2003年1月には『踊る金魚』(アムズ・アーツ・プレス)を出版。また、ファッション・ブランド「MARY QUANT LONDON」とコラボレーションをおこない話題を集めた。アニメーションのDVD『スクラップダイアリー』をヤマハCREAGEより発売。現在ソニークリエイティブ・プロダクツでタイムカプセル(フィギア)を制作中。

僕が刺激を受けたのは、赤坂に草月会館というのがあってね、アートやデザインやパフォーマンスなど領域をまたいで様々なものをやっているところだったんですね。今は、自由だ、自由だなんていいながら、表現の領域の区分けっていうのがはっきりしているよね。

 

「アメリカ」に刺激をうけながら60年代より活動を続ける田名網敬一。そのジャンルを大きくクロスオーバーさせる仕事は、現在も若い層から常に強く支持され、新たな田名網ワールドを拡げている。グラフメディア・ジーエムで6月5日より7月19日まで開催される田名網敬一『Ascension Furniture: 昇天する家具』展にあわせてインタビューを行った。

 

僕はそのころ博報堂の制作部のデザイナーとして何年か勤めていて、草月会館のそばに僕の家があったんです。で、草月会館にしょっちゅう出入りしていたことがきっかけで博報堂を辞めたんです。もっと他にもいろんなことがあるんだなっていうことが、そこでわかって。それからは勤めないでずっとフリーなんです。
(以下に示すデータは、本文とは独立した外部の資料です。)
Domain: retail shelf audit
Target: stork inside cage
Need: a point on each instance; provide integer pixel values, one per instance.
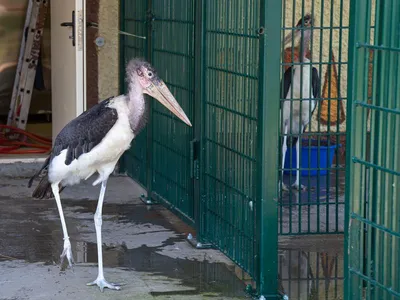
(294, 107)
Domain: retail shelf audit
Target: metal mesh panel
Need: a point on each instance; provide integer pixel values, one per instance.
(316, 204)
(374, 164)
(173, 58)
(230, 134)
(133, 14)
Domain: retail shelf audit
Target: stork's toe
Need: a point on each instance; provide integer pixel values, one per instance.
(102, 283)
(67, 252)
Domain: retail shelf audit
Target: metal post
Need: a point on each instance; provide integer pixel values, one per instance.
(267, 150)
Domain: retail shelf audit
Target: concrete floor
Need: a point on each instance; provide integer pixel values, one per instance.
(145, 248)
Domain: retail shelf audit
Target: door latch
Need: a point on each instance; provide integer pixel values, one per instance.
(194, 159)
(71, 24)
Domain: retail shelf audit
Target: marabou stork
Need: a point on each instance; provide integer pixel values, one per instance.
(94, 142)
(304, 89)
1960年の後半にニューヨークに行ったんですよ。当時のニューヨークというのはまだドラッグなんかも解禁されている時代で、ロサンゼルスでもアシッド・ミュージックっていうのをどんどんやっていた。その他にも、ベトナム戦争やキング牧師の公民権運動、ゲイの人たちの解放運動や、ウッドストックっていう音楽のお祭りがあったりして、アートだけじゃなくて、政治や経済も含めていろんな運動がアメリカの社会の中で渦巻いていた時代だった。アメリカ自体がものすごく若い時代だった。そんなときにアメリカに行ったわけだから、その衝撃力はもの凄かったんです。それまでは、デザイナーやって給料もらえればいいかなっていう人生だったんだけど、それを境に180°変わったわけです。

 

今回の展覧会では、グラフとのコラボレーションで家具を含めたインテリアを制作した。平面やイメージの世界として存在する田名網の世界を現実のものとして表出させるものだ。そして、現実となったイメージの世界は、固定されることなくまたあらたなイメージを紡ぎだしてゆく。

 

僕の中には、60年代から続く「身体性」みたいなものが残ってる。要するに身体で何かを考えてつくっていくっていう感覚。今回の家具なんかにしても、無用の要素がたくさんくっついている。シンプルにしていけば何にもいらなくなっていくんだけど、そこにいろんないらないものがくっついてる。そういうもののおもしろさっていうのは、シンプルなものとはまた別にあると思う。